La estoy releyendo ahora. En algún lugar del edificio hay un joven cantando una canción con acompañamiento de guitarra. No entiendo la letra, pero sé que trata de la libertad, del amor y de la paz; una paz perfecta en este mundo oscuro de pecado.
querido colega
siempre estuviste loco por huir de la vida. aquí en colorado —el campo nos traerá la paz—, estamos juntos, todos juntos, suzanne, una chavalita dulce y encantadora, y también clara. ven a vernos. abundan el buen pan y las buenas mamadas. una comuna para todos los perdidos –istas. ¡flipa con nosotros!
¡ay, dios! todos estábamos enfermos o heridos pero ahora nos vamos a curar. ¡vente! no eres tan puñeteramente viejo .
te quiero ,
ben
Joe Doyle era hijo bastardo y su padre natural se apellidaba Lionni, o Leone. No tengo ni idea de quién le había legado el apellido Doyle. Imaginemos que su verdadero padre era un bocazas que se pasaba el día en una tienda de golosinas del Bronx, leyendo The Green Sheet y haciendo apuestas sin posibilidad alguna de ganar. Cuando uno habla de la Gente, es necesario acordarse de que siempre hay que incluir al padre de Joe. Es inexplicable, pero se han escrito novelas enteras explorando a personajes como él. Quizás esas novelas les permitan persistir.
Más o menos por la época en que Joe decidió que iba a ser «escritor», le cambió en la mente su apellido paterno y pasó a pensar que era Lee. O por lo menos convenció a todos sus conocidos de que él creía que su padre se apellidaba Lee. Ah, misterio. Quedó sin explicar por qué su padre se iba a cambiar el apellido de Lee a Lionni, pero el enigma sólo sirvió para volverlo todo más neblinosamente romántico. En cuanto se acepta una aberración, sus variaciones posibles son virtualmente ilimitadas: piensen en la publicidad. Poco después, juro que Joe pasó a considerarse descendiente de Robert E. Lee, y el viejo Sur en ruinas, las grandiosas plantaciones de antaño y las hermosas mansiones en llamas de antaño, se volvieron parte de su herencia. Y podría haber sido cierto si las cosas hubieran sido un poco distintas en un sentido u otro, ¿verdad?

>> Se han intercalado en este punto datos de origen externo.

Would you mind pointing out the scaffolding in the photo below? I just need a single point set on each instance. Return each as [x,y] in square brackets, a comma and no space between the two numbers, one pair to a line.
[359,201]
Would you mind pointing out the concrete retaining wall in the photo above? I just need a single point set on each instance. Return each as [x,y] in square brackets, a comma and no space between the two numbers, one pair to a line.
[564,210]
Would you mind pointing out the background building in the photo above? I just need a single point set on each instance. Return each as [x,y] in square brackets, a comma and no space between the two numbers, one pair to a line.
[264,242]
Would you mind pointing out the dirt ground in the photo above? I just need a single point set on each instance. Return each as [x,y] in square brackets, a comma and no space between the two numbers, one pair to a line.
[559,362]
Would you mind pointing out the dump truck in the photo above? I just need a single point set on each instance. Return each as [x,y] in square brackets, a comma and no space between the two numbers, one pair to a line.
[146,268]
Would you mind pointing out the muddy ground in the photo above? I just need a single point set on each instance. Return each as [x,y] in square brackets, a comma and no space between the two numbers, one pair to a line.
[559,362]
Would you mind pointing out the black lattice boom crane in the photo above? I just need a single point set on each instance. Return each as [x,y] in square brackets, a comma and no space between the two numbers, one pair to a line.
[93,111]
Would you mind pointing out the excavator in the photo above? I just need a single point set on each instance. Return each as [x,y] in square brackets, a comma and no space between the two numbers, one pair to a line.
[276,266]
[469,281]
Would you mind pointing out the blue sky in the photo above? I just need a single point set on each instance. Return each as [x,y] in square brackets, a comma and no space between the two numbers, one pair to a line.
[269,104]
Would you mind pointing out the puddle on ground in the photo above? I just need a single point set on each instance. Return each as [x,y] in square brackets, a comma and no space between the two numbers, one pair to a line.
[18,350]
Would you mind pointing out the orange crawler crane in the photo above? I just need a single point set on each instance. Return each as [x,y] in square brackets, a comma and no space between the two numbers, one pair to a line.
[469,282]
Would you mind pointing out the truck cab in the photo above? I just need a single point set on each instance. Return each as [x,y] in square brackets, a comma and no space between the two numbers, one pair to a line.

Así lo pensaba Joe a veces.
Aquellas rutilantes patrañas le resultaban útiles a Joe en su vida; gracias a ellas podía sacar a su padre de los apartamentos angostos y llenos de cucarachas y de los trabajos de ayudante de camarero en Horn and Hardart e insertarlo en unas nubes rosadas que resplandecían con luz romántica. Ya no era el hombre que su madre le había descrito a menudo con amargura y burla, el amante desempleado con traje de Crawford y dos pares de pantalones y el aceite capilar de esencia de rosas, que se abrillantaba el pelo hasta que le parecía hule, sino un héroe quijotesco y sin ataduras cuya sangre rebelde lo impulsaba a desaparecer de las cocinas llenas de roedores en las que Joe había crecido. Joe, por supuesto, se adjudicaba a sí mismo aquella misma sangre imaginaria.